1 J. K. Walter and E. P. Klein (eds), (2003), The Story of Bioethics: From Seminal Works to Contemporary Explorations, Georgetown University Press.

2 Cfr. P. Borry, P. Schotsmans, K. Dierickx, (2005), "The birth of the empirical turn in bioethics", Bioethics, 19(1):49-71.

3 R. Baker (2002), "Bioethics and History", Journal of Medicine and Philosophy, 27: 449-476.

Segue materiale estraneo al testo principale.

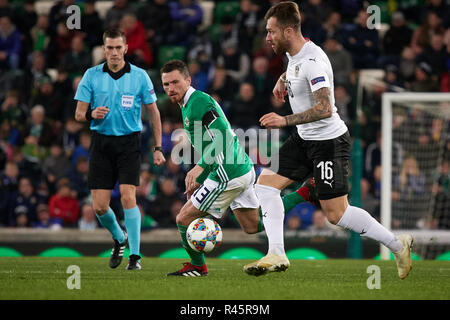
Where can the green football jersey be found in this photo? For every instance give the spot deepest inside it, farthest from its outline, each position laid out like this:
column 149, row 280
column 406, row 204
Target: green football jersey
column 210, row 133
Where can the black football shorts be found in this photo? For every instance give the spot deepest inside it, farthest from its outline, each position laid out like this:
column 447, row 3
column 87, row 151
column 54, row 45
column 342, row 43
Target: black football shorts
column 326, row 160
column 114, row 158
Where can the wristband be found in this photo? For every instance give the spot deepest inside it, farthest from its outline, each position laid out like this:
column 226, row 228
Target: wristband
column 88, row 115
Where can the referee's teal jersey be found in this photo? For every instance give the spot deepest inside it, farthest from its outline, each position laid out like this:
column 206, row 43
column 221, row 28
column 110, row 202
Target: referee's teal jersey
column 123, row 93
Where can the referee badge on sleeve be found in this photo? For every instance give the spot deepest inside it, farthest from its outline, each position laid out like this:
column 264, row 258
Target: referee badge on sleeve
column 127, row 102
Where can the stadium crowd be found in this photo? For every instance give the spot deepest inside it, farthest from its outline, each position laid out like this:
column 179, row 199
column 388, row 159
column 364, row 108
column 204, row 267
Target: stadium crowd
column 44, row 151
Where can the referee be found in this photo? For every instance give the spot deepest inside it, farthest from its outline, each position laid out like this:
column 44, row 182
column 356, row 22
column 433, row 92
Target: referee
column 110, row 96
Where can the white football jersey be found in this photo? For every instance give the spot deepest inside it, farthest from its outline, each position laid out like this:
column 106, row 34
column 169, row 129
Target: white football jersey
column 307, row 71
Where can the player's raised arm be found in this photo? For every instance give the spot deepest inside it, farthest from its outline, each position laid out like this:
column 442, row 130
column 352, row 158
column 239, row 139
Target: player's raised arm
column 279, row 91
column 321, row 110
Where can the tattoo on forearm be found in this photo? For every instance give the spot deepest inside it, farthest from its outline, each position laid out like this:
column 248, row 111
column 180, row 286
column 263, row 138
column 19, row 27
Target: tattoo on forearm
column 321, row 110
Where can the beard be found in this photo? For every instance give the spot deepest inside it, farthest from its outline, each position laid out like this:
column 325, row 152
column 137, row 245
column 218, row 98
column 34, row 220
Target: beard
column 281, row 46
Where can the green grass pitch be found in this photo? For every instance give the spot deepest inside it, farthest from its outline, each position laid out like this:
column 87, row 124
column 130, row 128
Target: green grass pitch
column 46, row 278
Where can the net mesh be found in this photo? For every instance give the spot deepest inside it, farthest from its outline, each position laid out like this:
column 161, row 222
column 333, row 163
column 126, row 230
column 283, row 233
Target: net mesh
column 420, row 171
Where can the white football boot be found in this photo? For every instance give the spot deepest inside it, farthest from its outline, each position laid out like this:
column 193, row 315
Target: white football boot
column 403, row 257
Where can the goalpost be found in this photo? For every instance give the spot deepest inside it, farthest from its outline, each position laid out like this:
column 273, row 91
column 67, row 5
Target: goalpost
column 415, row 160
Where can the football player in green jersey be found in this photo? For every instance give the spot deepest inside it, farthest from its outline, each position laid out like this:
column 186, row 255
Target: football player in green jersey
column 224, row 176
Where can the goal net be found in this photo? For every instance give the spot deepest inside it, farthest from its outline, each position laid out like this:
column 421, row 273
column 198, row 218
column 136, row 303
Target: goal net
column 415, row 191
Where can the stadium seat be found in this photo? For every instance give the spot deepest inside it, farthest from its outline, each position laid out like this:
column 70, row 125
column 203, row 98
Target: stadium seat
column 226, row 8
column 166, row 53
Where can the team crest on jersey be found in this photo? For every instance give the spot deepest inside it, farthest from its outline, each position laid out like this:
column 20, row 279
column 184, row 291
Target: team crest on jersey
column 316, row 80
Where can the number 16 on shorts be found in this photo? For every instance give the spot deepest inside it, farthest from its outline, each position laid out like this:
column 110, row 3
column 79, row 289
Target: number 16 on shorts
column 326, row 172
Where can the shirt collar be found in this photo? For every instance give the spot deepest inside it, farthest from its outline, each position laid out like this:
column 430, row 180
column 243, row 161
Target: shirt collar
column 118, row 74
column 187, row 95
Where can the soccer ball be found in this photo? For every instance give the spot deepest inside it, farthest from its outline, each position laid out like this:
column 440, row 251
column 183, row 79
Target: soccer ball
column 204, row 234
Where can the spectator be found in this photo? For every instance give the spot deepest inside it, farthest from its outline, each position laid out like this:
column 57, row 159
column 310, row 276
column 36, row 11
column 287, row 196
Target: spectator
column 187, row 15
column 59, row 44
column 407, row 64
column 441, row 8
column 6, row 8
column 224, row 86
column 199, row 79
column 25, row 18
column 155, row 16
column 88, row 220
column 116, row 12
column 58, row 14
column 262, row 81
column 236, row 63
column 424, row 80
column 10, row 44
column 40, row 127
column 24, row 201
column 12, row 110
column 435, row 54
column 91, row 25
column 40, row 34
column 51, row 100
column 343, row 102
column 341, row 61
column 139, row 52
column 10, row 177
column 44, row 220
column 361, row 42
column 422, row 35
column 226, row 32
column 245, row 111
column 332, row 25
column 395, row 40
column 34, row 74
column 64, row 205
column 77, row 60
column 247, row 25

4 A. Jonsen (2000), "Why has bioethics become so boring?", The Journal of Medicine and Philosophy, 25: 689-699.

5 A mio giudizio dovrebbero suscitare qualche riflessione autocritica nei bioeticisti i risultati dei sondaggi eurobarometrici, da cui risulta appunto come i cittadini europei esprimano valutazioni morali estremamente definite su diverse applicazioni biotecnologiche ma a partire da livelli preoccupanti di analfabetismo scientifico. Spicca per esempio il contrasto fra le valutazioni moralmente positive in assoluto nei riguardi dei test genetici e la condanna degli Ogm vegetali, a partire da una comune base di conoscenze che vede il 70% dei cittadini italiani ignorare che tutti gli organismi contengono geni.